The writer Vikas Shah notes that “(e)very dictatorship in the world is an example of a society exhibiting learned helplessness, from Nazi Germany to the current regime in North Korea, citizens have all but accepted they have no control over their environment- and become passive (and hence open to manipulation and control).”
While the Nepalese government is busy telling the world that the virus is under control, the country’s citizens, especially those from lower castes, are being left to fend for themselves. They know better than to rely on the government for assistance. They have been here before, many times. Help never comes. The political class excel in the art of delivering false promises.
They say that a country is only as healthy as its citizenry, but the reverse is also true. A citizenry is only as healthy as the rules under which it is forced to comply.
The country of Nepal rests on a major fault line, meaning earthquakes are inevitable. However, the political system also appears to sit on a fault line. Over the last two decades, twenty different governments have ruled the country. This is the highest turnover rate in all of South Asia. If injustices are to be addressed, stability is required. Nepal is a country steeped in chaos, and, as the COVID crisis so clearly demonstrates, the chaos is harming the most vulnerable.
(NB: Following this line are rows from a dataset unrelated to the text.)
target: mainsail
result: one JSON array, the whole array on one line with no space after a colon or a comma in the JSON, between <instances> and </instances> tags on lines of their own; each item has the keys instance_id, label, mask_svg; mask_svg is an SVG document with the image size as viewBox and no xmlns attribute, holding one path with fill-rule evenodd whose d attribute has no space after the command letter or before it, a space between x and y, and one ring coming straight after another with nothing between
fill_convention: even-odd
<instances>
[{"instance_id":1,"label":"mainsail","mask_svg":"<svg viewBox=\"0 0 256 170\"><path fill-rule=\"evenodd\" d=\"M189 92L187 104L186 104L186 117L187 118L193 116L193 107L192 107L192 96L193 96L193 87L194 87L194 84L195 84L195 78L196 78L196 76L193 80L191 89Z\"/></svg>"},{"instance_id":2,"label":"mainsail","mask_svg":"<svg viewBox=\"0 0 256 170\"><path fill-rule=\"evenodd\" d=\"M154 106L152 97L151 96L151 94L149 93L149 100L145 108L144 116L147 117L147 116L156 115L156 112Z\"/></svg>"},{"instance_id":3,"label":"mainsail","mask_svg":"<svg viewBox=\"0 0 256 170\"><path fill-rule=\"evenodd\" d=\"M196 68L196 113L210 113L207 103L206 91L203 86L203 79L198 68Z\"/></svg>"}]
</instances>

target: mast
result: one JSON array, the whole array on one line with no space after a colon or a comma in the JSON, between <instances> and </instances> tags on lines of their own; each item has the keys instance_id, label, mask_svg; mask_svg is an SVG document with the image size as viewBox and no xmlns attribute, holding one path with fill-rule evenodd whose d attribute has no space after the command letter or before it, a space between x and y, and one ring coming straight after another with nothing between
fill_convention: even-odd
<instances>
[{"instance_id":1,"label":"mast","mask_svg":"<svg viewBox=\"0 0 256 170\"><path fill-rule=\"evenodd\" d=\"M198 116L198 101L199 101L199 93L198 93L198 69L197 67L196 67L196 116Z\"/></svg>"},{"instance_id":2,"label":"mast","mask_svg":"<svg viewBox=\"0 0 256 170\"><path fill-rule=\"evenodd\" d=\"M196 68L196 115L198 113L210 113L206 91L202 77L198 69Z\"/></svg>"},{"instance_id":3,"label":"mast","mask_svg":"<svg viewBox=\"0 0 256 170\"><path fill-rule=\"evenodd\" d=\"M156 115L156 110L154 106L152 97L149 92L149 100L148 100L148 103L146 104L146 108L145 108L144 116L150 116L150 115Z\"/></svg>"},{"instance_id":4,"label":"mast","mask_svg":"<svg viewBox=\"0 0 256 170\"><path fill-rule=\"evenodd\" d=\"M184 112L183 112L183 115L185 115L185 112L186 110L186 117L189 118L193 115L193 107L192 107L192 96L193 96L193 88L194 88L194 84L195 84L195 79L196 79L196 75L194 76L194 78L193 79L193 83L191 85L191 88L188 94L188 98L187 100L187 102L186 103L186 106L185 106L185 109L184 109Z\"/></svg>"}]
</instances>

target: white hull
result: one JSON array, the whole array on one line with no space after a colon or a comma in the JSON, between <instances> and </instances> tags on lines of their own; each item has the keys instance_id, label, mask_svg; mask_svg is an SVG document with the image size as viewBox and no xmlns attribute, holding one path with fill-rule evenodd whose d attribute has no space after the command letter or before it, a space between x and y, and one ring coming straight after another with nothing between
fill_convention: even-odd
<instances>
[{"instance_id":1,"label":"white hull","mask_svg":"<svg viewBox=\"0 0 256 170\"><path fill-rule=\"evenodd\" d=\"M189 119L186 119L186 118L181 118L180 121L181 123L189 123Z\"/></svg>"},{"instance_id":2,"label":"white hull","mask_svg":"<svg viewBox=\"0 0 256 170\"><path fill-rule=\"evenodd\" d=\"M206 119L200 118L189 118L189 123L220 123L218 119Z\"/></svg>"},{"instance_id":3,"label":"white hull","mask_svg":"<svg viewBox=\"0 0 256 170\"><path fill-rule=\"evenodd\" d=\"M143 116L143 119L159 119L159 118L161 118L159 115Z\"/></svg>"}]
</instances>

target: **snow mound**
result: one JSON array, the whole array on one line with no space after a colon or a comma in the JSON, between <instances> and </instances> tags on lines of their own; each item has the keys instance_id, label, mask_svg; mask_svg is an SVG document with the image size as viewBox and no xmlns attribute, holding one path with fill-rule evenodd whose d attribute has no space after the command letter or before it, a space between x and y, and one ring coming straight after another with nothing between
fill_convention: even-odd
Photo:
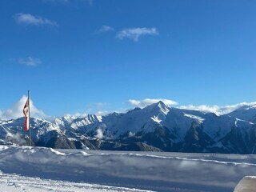
<instances>
[{"instance_id":1,"label":"snow mound","mask_svg":"<svg viewBox=\"0 0 256 192\"><path fill-rule=\"evenodd\" d=\"M241 178L256 172L255 159L254 155L0 146L3 174L156 191L231 192Z\"/></svg>"},{"instance_id":2,"label":"snow mound","mask_svg":"<svg viewBox=\"0 0 256 192\"><path fill-rule=\"evenodd\" d=\"M256 177L246 176L235 187L234 192L255 192L256 191Z\"/></svg>"}]
</instances>

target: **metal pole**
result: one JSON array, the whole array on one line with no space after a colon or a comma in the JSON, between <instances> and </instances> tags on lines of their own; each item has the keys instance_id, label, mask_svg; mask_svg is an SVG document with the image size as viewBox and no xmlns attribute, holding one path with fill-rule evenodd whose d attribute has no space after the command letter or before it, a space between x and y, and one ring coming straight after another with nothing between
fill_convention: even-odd
<instances>
[{"instance_id":1,"label":"metal pole","mask_svg":"<svg viewBox=\"0 0 256 192\"><path fill-rule=\"evenodd\" d=\"M30 146L31 146L31 131L30 131L30 90L27 90L27 97L29 101L29 130L30 130L30 136L29 136L29 143Z\"/></svg>"}]
</instances>

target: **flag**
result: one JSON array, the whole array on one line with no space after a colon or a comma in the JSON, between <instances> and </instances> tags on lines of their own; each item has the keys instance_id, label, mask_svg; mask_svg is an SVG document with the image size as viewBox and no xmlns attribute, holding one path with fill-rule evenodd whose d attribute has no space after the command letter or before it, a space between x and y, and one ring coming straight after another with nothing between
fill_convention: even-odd
<instances>
[{"instance_id":1,"label":"flag","mask_svg":"<svg viewBox=\"0 0 256 192\"><path fill-rule=\"evenodd\" d=\"M23 114L25 115L24 130L28 130L30 129L30 99L27 98L24 108Z\"/></svg>"}]
</instances>

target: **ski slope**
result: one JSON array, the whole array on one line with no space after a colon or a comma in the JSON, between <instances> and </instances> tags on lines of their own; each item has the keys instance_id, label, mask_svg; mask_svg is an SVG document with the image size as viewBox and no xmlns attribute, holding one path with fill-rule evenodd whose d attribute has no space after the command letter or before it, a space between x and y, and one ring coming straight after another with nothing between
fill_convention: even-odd
<instances>
[{"instance_id":1,"label":"ski slope","mask_svg":"<svg viewBox=\"0 0 256 192\"><path fill-rule=\"evenodd\" d=\"M233 191L256 155L0 146L2 191Z\"/></svg>"}]
</instances>

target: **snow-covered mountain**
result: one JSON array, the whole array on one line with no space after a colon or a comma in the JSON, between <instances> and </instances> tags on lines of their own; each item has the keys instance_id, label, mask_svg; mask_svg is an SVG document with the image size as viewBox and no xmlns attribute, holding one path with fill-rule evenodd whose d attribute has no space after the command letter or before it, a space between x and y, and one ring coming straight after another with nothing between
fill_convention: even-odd
<instances>
[{"instance_id":1,"label":"snow-covered mountain","mask_svg":"<svg viewBox=\"0 0 256 192\"><path fill-rule=\"evenodd\" d=\"M0 142L26 145L23 118L0 122ZM256 106L223 115L159 102L105 116L32 118L35 146L122 150L256 154Z\"/></svg>"}]
</instances>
Many Nepalese people are ashamed of caste-based discrimination, yet it is a fundamental part of daily existence. It is practiced both consciously and unconsciously. Thinking, behaviours, and actions are all tainted by caste-based norms. The Dalits, the lowest of the caste members, tend to survive on a hand-to-mouth existence. They are, rather callously, referred to as the “untouchables.” The majority of these people are employed via a daily wage system, making the idea of saving money little more than a cruel joke. With no financial reserves, millions of Nepalese are only ever a day away from utter ruination. Although the government offers relief packages to Dalits and allowances for disabled groups, the relief packages are not always confirmed, and the allowances are simply inadequate for survival.
Even when the government tries to “help,” it ultimately fails in such a catastrophic, embarrassing manner. Is it any wonder that so many Nepalese have fled the country, many to never return again?